But what, then, if you have nothing to wake up for, but still are incapable of getting satisfying slumber? I found myself in this situation as I began my life in Wellington. My primary goal was a bit of menial job-hunting to help support my raging food addiction (if I don’t get something to eat at least once every day I stumble through life listless, pains shooting through my stomach) which, as you know, is one of the more depressing things an overqualified university graduate can do. Dauntless, I would hand out resumes and run errands in town every day. While it is true that I eventually found weekend work in a local Irish pub, the main effect of this long process was that I began to shrink.
Having to run up and down a hill taller by far than any of the town’s skyscrapers, as it turns out, is a calorie burner. Carrying every weighty morsel of sustenance needed to stop the hunger pangs (the first step is admitting you have a problem) up the slope becomes almost a zero-sum game, as you sweat into your t-shirt with aplomb. I could only assume at this point that my skin was irritated by all this exertion and unusual sweating, as I began to break out in odd places. Not one to be afraid of a zit, however, I simply doubled down on my soapy showers and continued on with my job-seeking life.

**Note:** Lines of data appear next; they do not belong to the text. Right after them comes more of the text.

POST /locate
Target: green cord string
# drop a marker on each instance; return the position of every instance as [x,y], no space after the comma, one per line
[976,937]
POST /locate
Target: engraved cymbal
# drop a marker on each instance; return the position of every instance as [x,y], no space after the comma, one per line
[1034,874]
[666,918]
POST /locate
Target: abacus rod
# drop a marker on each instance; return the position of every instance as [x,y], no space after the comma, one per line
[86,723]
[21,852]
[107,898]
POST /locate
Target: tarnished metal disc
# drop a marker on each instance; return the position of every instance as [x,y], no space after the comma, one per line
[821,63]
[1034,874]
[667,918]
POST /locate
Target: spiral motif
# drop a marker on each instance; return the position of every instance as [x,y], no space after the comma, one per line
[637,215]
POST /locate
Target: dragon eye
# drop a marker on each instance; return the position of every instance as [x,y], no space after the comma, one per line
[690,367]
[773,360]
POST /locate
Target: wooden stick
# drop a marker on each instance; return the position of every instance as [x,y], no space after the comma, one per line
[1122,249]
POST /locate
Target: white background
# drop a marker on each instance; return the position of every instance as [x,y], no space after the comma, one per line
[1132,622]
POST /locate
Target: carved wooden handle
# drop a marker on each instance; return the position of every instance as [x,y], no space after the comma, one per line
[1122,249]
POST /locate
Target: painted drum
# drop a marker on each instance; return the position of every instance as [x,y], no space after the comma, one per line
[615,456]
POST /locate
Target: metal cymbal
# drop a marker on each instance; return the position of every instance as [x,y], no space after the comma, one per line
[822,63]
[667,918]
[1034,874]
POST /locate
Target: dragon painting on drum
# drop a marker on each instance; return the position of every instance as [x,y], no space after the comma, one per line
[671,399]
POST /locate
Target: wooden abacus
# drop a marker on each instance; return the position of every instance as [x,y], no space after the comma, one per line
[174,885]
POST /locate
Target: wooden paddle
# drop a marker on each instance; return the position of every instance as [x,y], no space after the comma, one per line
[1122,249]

Life went on as the snows passed and I began to perfect the fine art of picking up empty beer glasses for negligible remuneration. I was still leaking money overall, but at least I had a job to do, and one that happily required me to wear a long-sleeved shirt. This was a semi-crucial detail, it turned out, as I was continuing to break out in sometimes spectacularly itchy fashion – even on non-traditional sweat areas like my forearms and, most annoyingly, between my fingers. By this point I had ruled out anything fungal or bacterial as I had been scrupulously cleaning both myself and the sheets/blankets, but had come upon a slightly more sinister possibility in my internet research. I resolved upon an experiment.
I’ve never been the kind of person who can fall asleep during a movie…in fact I’ve always privately marvelled as childhood friends/college roommates often actually put on something to fall asleep to. The low-rent lullaby effect has always been lost on me, as any stimulus stands a fair chance of drawing my ever-waking attention. Knowing this, I put on a lengthy comedic podcast (my other addiction), turned off the lights, and retired to bed around midnight – though not before rigging my light switch’s dimmer up with a string I kept near to hand.
I lay completely still for over an hour in the dark trying to focus only on aural stimuli, rather than physical, as the crucial part of the experiment. This is a difficult feat at any time for me, a naturally fidgety type, but I persevered in the name of dogged inquiry. As the show ended I sharply brought the dimmer up to blinding light level and, after a moment’s visual adjustment, took in my immediate surrounds.
Unlike the aforementioned Mick Jagger I did get some satisfaction, though in a way I never hope to again for the rest of my life. Happily sitting in the inside bend of my left elbow was an insect; well, sitting doesn’t quite describe what it was doing, fully. I was in the arresting process of being subtly consumed by the said insect, a process I’ll fully admit I reacted to with excessive force. Jumping up to the mirror in my room I found another engaged similarly just below my right ear, and after a frantic and unrepeatable dance of self-flagellation (he had another friend on my left shoulder blade) I let out a string of obscenities both lengthy and inventive. I tore the mattress off its frame/box spring combination unit and gave it a lengthy inspection, then began to repeat the process with the bed frame itself. This lamentable piece of furniture, I’ve since found out, was acquired on the cheap right before my arrival, as the room’s previous occupant had his own bed set. Alas.
I had found the source of my ‘skin condition’ in the form of a revolting multitudinous conglomeration within the strangely antiquated bed base which, after a few moments of frenzied activity, soon found itself flying off the back deck and crashing down three stories into the bushes below. My remarkable weight loss was further contextualized as I watched it arc down into the darkness, and after a thorough sweep of every crevice in my now maliciously-aspected room turned up a number more maleficent tenants (which I’ll admit met some cruel and unusual ends) I could finally sleep, though now with the certain knowledge of what hidden terrors awaited my inattention.
In the end I was left to sleep on the floor, with occasional red-marked visits, for some time until a new bed frame arrived to elevate me. After the simple application (taken from an internet message board concerning night time scorpions in west Texas) of water-filled metal cans to the bottoms of the bed legs I was finally able to slumber and wake up more full of vim and vigour than I left the last day with. It is, after all, remarkable what solid and worry-free sleep will do for your physical and mental health: as surely as an oxygen-deprived pearl diver returning to the surface, I began to feel better immediately. I recommend blissful sleep to any who haven’t yet tried it.